We wtorek (22 czerwca) po godzinie 13:00 nad Poznań przyszły ciemne chmury. Chwilę później rozpoczął się armagedon. W sumie do godzin wieczornych wielkopolscy strażacy zostali wezwani do ponad 1,7 tys. interwencji w związku z burzami, które przeszły nad regionem.
- W głównej mierze zgłoszenia dotyczyły zalanych posesji, piwnic, podziemnych garaży, ale nie obyło się również bez interwencji w charakterystycznych obiektach aglomeracji poznańskiej jak poznańskie szpitale, poznańskie ZOO, czy Port Lotniczy Ławica - informowali strażacy.
W kulminacyjnym momencie ok. 7 tysięcy odbiorców w rejonie Poznania nie miało prądu, nie kursowały tramwaje, a podróż samochodem graniczyła z cudem. Obecnie ruch odbywa się bez większych problemów. Mimo to strażacy ciągle otrzymują kolejne zgłoszenia. Głównie chodzi o zalane piwnice i garaże.

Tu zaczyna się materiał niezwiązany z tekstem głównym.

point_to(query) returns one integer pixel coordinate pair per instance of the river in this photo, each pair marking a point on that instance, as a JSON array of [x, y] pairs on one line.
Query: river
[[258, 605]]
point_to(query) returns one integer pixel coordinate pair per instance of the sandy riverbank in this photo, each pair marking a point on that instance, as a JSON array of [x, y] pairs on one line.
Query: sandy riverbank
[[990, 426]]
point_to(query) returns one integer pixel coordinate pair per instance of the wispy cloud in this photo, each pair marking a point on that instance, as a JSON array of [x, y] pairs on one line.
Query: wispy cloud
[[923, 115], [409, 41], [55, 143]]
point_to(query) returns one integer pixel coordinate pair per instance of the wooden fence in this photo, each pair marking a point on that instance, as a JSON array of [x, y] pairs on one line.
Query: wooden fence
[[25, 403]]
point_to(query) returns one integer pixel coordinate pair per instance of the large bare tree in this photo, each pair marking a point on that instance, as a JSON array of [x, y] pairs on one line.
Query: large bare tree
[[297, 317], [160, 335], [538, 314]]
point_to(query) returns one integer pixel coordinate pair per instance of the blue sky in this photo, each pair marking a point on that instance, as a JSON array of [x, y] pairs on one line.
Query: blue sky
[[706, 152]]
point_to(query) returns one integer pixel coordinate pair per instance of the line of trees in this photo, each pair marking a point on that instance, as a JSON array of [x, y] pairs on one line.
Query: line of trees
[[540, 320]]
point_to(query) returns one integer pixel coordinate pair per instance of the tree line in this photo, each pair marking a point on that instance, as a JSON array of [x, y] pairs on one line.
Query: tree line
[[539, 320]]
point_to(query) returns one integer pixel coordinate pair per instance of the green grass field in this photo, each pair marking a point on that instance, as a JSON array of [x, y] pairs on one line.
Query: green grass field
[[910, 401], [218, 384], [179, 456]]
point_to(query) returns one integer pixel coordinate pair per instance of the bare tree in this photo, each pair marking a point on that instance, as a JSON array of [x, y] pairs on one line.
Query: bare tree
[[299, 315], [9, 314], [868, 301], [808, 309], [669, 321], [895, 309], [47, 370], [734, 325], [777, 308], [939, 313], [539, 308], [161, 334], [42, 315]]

Najbardziej dramatyczna akcja dotyczyła zarwanego dachu sali sportowej na osiedlu Pod Lipami. Na szczęście nikomu nic się nie stało, ale straty są bardzo duże.
Zalany został także Szpital Kliniczny, gdzie wysłano żołnierzy WOT o czym poinformował szef MON Mariusz Błaszczak.
- Żołnierze WOT ruszają do Poznania. Terytorialsi będą pomagać w zalanym Szpitalu Klinicznym przy ul. Przybyszewskiego. Żołnierze pomogą w pracach porządkowych oraz przygotują placówkę do ponownego uruchomienia - napisał Błaszczak na Twitterze.
Wiele na to wskazuje, że wtorkowa ulewa była rekordową w historii Poznania. Stacja meteorologiczna, która znajduje się na terenie Ogrodu Dendrologicznego UPP, pokazała, że spadło 111,96 mm deszczu! Do tej pory rekord zanotowano w lipcu 1997 roku i było to zaledwie 60 mm.